There's been plenty of great posts across the web about what to expect at WWDC next week (ref. the Verge & iMore, for starters).

Instead of doing an educated-guess of what to expect, here are three things I would love to see in iOS 10 (but have no expectation of seeing):

Folder Navigation Redesign

The navigation style of folders in iOS is frustrating: a 3x3 grid, which you have to swipe side-to-side to navigate if you have more than 9 apps in a single folder. At present, I have 219 apps on my phone (because I am a crazy person), so I have a lot of folders. 

Folders should scroll vertically, while maintaining their central location in the screen. Scrolling up and down one-handed is easier than scrolling side-to-side when you're using a larger phone. In ergonomic terms, It just feels better.

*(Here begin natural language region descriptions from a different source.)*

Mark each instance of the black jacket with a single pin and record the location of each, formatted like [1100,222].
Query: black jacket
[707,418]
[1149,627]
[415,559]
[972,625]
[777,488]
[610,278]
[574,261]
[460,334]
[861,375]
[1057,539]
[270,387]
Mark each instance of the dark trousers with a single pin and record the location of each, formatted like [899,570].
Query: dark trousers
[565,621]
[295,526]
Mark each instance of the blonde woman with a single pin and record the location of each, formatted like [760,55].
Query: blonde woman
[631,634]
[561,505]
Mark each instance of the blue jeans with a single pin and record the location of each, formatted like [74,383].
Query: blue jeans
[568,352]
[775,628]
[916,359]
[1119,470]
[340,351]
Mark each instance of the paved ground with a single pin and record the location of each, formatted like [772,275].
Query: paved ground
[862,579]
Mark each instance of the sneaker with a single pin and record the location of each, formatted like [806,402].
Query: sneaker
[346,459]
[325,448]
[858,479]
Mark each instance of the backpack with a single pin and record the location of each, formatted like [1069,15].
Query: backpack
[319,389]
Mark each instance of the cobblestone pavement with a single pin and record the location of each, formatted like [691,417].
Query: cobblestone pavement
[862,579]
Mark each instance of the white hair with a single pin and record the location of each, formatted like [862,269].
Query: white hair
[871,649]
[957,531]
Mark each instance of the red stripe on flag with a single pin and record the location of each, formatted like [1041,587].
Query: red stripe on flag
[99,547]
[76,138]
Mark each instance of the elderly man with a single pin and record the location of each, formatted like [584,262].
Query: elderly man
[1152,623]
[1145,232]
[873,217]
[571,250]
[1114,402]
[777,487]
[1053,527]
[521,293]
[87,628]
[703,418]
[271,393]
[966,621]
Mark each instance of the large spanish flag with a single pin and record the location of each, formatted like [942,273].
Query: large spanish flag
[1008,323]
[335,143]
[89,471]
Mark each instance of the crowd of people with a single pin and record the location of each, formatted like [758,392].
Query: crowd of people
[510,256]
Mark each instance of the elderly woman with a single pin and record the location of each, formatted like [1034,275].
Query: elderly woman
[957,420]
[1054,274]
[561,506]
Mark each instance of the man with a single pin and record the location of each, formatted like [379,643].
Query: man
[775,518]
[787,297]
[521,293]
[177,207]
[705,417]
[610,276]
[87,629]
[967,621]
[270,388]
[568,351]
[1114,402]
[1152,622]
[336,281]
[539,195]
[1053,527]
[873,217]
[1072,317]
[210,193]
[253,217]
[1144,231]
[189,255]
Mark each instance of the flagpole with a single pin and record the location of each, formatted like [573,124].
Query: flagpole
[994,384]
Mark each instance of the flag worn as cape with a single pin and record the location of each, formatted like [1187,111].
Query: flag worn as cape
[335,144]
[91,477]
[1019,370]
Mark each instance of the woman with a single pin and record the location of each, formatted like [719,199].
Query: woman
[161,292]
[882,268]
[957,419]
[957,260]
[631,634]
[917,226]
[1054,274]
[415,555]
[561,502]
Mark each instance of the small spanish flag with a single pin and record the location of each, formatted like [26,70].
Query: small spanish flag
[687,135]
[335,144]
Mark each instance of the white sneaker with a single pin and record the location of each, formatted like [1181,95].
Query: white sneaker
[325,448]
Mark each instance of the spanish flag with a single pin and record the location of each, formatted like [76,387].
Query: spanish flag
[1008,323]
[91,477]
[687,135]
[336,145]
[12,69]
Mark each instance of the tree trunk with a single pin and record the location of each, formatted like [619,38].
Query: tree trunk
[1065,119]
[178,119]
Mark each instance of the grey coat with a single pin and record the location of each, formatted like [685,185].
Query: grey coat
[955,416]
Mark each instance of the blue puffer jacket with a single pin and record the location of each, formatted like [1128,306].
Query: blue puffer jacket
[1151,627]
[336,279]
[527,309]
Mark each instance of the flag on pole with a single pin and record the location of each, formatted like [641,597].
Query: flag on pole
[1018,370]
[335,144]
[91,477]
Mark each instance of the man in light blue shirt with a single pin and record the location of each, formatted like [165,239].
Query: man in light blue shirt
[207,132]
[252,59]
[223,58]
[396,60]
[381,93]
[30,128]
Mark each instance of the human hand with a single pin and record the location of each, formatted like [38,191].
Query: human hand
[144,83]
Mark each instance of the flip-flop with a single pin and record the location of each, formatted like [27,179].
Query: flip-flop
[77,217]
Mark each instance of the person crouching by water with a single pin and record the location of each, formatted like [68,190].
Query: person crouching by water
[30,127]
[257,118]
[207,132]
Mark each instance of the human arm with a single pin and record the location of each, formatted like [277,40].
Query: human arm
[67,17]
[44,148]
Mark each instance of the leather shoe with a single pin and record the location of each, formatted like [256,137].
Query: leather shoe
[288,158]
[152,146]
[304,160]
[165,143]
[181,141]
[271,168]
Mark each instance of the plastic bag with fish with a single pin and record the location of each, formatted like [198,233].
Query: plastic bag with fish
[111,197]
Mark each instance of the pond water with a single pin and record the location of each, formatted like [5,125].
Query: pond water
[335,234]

Re-envision the Springboard

The iPhone homescreen hasn't changed much since iOS launched: it's still a basic grid of apps. Yes, there are folders, and yes, there are more rows of icons as the phones have been embiggened, but there have been no functional changes.

The onus is still on the user to dive into each and every individual app and take discrete actions. There is no usable, glanceable information in the form of homescreen widgets. There are widgets available in the "Today" tab of the notification curtain, but the bifurcation of the "Today" and "Notifications" tabs make the widgets kept there less useful. If you get a notification, you don't think to check the "Today" tab as well; again, the onus is on the user. 

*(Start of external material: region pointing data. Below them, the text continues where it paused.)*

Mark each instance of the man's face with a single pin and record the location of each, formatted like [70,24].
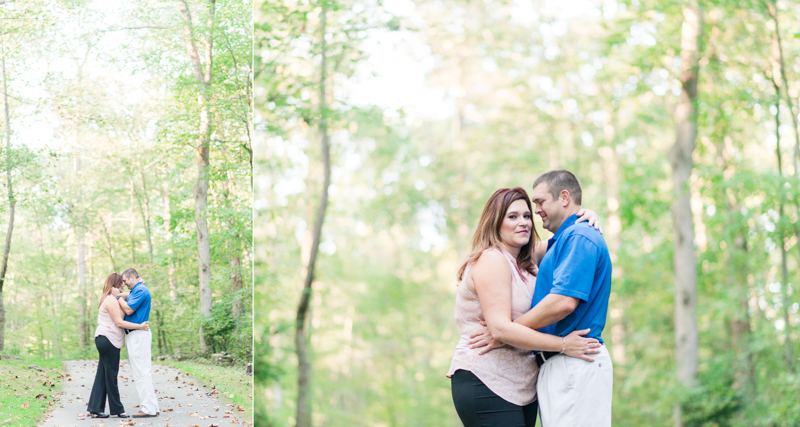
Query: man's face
[129,281]
[551,211]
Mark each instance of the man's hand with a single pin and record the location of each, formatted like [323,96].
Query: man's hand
[483,339]
[591,218]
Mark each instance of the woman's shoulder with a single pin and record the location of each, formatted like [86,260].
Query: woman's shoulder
[491,258]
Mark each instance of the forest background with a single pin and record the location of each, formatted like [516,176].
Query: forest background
[116,153]
[679,118]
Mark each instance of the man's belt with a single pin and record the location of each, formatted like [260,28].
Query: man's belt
[544,356]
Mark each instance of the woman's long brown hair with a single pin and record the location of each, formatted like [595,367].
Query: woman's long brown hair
[113,280]
[487,235]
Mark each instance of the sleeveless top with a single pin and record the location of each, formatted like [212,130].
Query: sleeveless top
[107,328]
[508,371]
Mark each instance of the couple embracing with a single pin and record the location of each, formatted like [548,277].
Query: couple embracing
[112,333]
[531,313]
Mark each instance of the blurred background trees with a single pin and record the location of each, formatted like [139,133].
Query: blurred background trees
[432,105]
[105,123]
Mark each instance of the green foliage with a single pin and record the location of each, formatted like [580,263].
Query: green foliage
[219,326]
[103,120]
[27,393]
[714,403]
[520,88]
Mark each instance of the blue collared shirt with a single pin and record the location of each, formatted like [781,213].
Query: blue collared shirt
[576,265]
[139,301]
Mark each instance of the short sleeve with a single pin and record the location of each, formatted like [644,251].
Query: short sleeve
[136,299]
[573,275]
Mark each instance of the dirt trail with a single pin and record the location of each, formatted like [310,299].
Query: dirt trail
[181,399]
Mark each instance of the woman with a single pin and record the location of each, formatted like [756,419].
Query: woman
[496,286]
[109,339]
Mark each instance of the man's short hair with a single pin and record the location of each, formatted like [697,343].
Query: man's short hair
[130,273]
[559,180]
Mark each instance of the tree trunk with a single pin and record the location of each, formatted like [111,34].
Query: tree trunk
[110,245]
[144,207]
[780,69]
[12,203]
[614,239]
[303,369]
[83,297]
[171,272]
[680,157]
[236,283]
[787,345]
[200,190]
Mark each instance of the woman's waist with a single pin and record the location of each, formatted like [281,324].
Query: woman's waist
[505,351]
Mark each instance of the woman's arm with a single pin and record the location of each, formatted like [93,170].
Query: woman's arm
[591,218]
[116,316]
[491,276]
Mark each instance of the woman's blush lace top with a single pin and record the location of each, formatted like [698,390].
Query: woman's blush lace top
[508,371]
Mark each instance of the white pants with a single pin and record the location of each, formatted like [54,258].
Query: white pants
[139,343]
[573,392]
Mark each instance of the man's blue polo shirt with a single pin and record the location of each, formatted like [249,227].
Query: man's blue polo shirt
[139,301]
[576,265]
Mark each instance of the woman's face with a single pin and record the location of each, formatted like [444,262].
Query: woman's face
[517,225]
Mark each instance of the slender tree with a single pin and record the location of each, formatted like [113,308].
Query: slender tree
[12,203]
[680,157]
[304,368]
[202,76]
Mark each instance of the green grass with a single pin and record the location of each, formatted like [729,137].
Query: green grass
[232,382]
[20,386]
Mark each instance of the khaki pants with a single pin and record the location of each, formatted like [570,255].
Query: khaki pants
[573,392]
[139,344]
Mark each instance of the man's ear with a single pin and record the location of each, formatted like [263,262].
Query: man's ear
[564,198]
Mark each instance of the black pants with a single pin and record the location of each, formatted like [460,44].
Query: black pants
[477,406]
[105,382]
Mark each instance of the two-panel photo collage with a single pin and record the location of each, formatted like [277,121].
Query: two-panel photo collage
[390,213]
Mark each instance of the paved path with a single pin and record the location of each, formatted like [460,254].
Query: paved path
[181,399]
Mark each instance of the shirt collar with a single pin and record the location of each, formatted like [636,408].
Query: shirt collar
[564,225]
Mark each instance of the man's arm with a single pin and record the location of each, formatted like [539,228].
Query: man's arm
[571,284]
[551,309]
[125,307]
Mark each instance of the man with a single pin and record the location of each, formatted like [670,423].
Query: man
[572,290]
[136,305]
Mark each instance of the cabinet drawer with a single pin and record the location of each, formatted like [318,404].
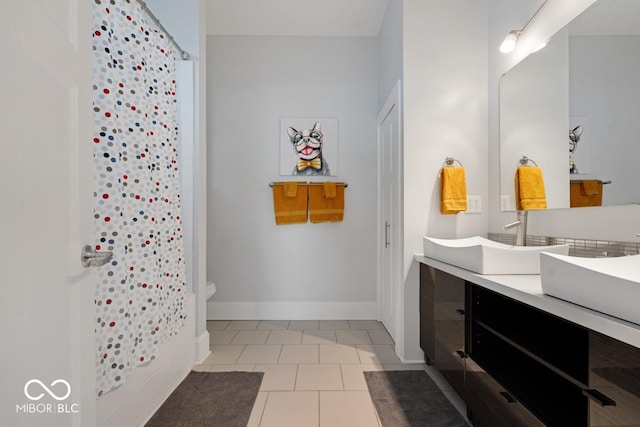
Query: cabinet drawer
[489,405]
[557,341]
[555,400]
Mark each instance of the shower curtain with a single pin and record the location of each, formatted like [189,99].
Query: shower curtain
[140,299]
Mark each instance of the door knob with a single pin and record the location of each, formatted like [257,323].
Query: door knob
[92,258]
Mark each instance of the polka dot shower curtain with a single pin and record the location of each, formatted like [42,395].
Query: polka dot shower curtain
[140,299]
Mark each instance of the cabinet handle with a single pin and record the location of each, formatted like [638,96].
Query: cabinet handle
[508,397]
[598,397]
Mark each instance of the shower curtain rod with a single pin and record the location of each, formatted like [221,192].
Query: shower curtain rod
[184,55]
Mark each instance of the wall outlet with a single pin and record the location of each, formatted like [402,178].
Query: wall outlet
[474,204]
[505,203]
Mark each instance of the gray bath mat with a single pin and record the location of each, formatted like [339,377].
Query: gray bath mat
[211,399]
[410,399]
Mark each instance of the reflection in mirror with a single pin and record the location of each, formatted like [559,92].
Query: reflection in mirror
[587,80]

Windows may have lost the mobile OS era entirely, but they were onto something with LiveTiles. Interactive app icons would add incredible value to the homescreen. 

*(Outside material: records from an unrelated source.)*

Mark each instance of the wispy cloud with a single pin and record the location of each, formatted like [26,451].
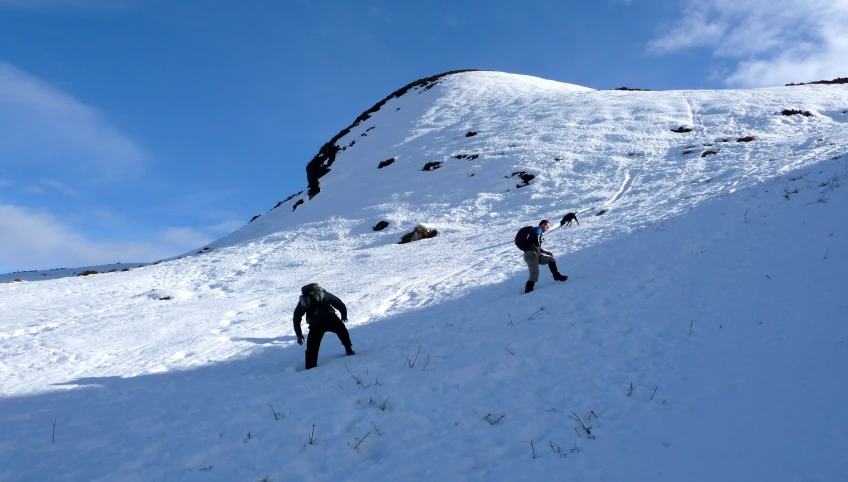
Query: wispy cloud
[58,186]
[35,239]
[188,237]
[768,42]
[39,123]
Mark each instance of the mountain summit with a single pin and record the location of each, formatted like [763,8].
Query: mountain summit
[700,335]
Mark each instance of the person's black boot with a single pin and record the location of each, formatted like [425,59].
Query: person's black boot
[555,272]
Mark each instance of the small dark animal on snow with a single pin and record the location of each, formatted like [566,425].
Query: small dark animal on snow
[566,220]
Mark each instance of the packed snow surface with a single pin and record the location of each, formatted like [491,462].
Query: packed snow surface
[702,334]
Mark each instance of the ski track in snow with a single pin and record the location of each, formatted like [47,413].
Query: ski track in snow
[147,388]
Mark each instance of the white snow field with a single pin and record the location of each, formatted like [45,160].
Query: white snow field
[702,334]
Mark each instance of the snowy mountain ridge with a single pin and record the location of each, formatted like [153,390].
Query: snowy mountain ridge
[706,281]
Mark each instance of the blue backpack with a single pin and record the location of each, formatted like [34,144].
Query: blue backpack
[522,238]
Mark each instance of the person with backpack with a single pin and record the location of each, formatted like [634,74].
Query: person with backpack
[529,240]
[319,306]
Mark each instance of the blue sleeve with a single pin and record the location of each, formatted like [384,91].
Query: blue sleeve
[536,237]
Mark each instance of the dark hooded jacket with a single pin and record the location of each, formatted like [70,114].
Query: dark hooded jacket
[315,310]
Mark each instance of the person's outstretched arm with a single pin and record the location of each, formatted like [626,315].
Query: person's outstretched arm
[298,315]
[336,303]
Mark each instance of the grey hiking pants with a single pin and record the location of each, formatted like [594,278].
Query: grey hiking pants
[533,261]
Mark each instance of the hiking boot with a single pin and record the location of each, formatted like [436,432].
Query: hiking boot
[555,272]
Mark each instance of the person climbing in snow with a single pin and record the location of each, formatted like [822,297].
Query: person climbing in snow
[534,255]
[318,305]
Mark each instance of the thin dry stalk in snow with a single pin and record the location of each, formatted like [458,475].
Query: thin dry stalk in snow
[312,436]
[411,363]
[360,440]
[493,420]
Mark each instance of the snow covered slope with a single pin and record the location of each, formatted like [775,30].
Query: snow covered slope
[698,306]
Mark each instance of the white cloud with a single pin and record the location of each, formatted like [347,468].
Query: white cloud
[188,237]
[33,189]
[769,42]
[58,186]
[39,123]
[31,239]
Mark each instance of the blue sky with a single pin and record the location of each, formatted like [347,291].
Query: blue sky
[132,130]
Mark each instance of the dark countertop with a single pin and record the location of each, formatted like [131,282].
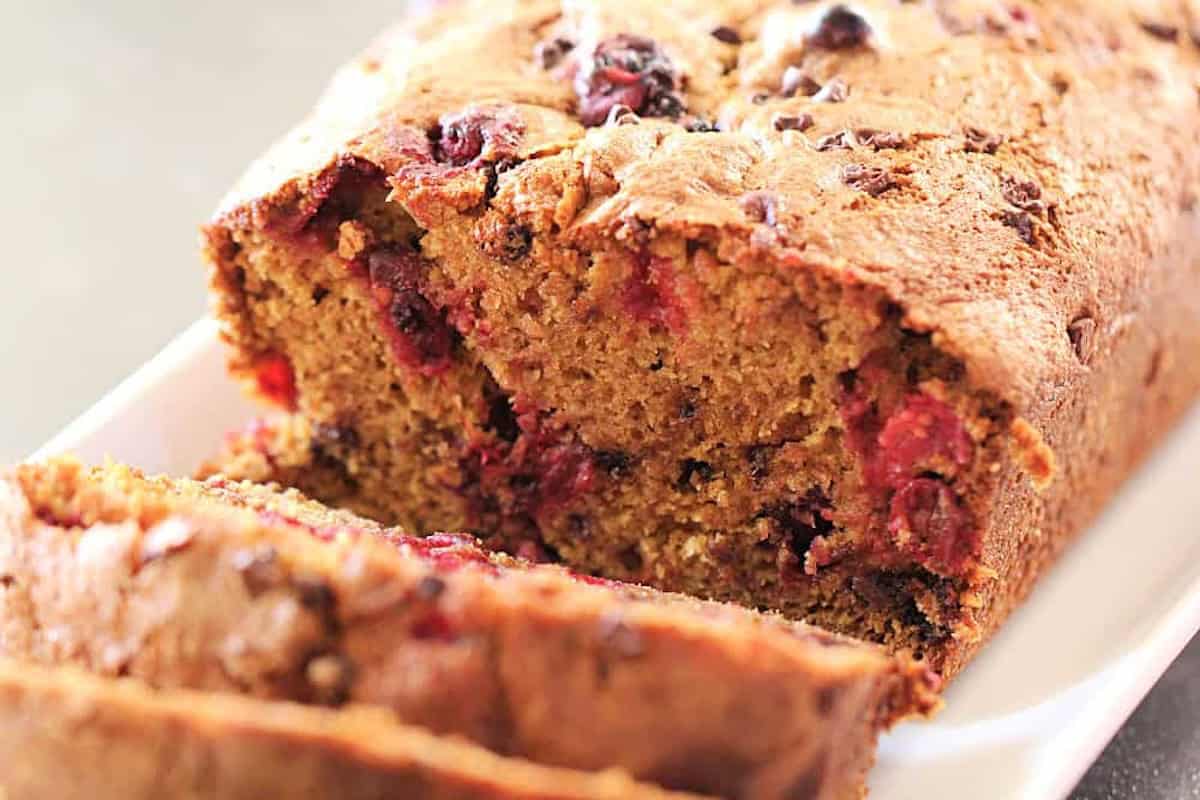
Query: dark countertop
[1156,756]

Default App Choice, or, "Let Me Choose Default Apps for Crying Out Loud"

The fact that iOS is as sophisticated as it is and still doesn't allow for default apps choices at the system level is infuriating. 

Apple has gone to incredible lengths to promote a robust app platform. But they undercut it by forcing users to use their own 1st party apps for things like mail, messaging, photos, podcasts, etc. I would much rather be able to set Inbox by Google, Camera+, and Overcast as my email/camera/podcast apps. The fact that Google and others have to use deep-linking and other tricks to workaround this severe limitation is a bit ridiculous at this stage.

When iOS 7 launched and all the skeuomorphic design elements were removed and replaced with flat and open designs, there was talk of how when the iPhone was initially released, analog comparisons still needed to be made in things like the calendar app, for the users' benefit. But by the time of iOS 7, we had all become acclimated to smartphones and no longer need those comparisons. We had matured as users. 

Apple believes its iOS devices are the future of computing, but it hasn't reached a mature view of how people will want to use these devices in the way they envision. They want people to buy an iPad Pro as their primary computer, yet they have so far refused to let people change these basic settings. (This is the one single feature that makes me look oh-so-longingly at Android, year after year.) It's time that Apple trusted its users a bit more, and let them decide which apps they want to use to get things done.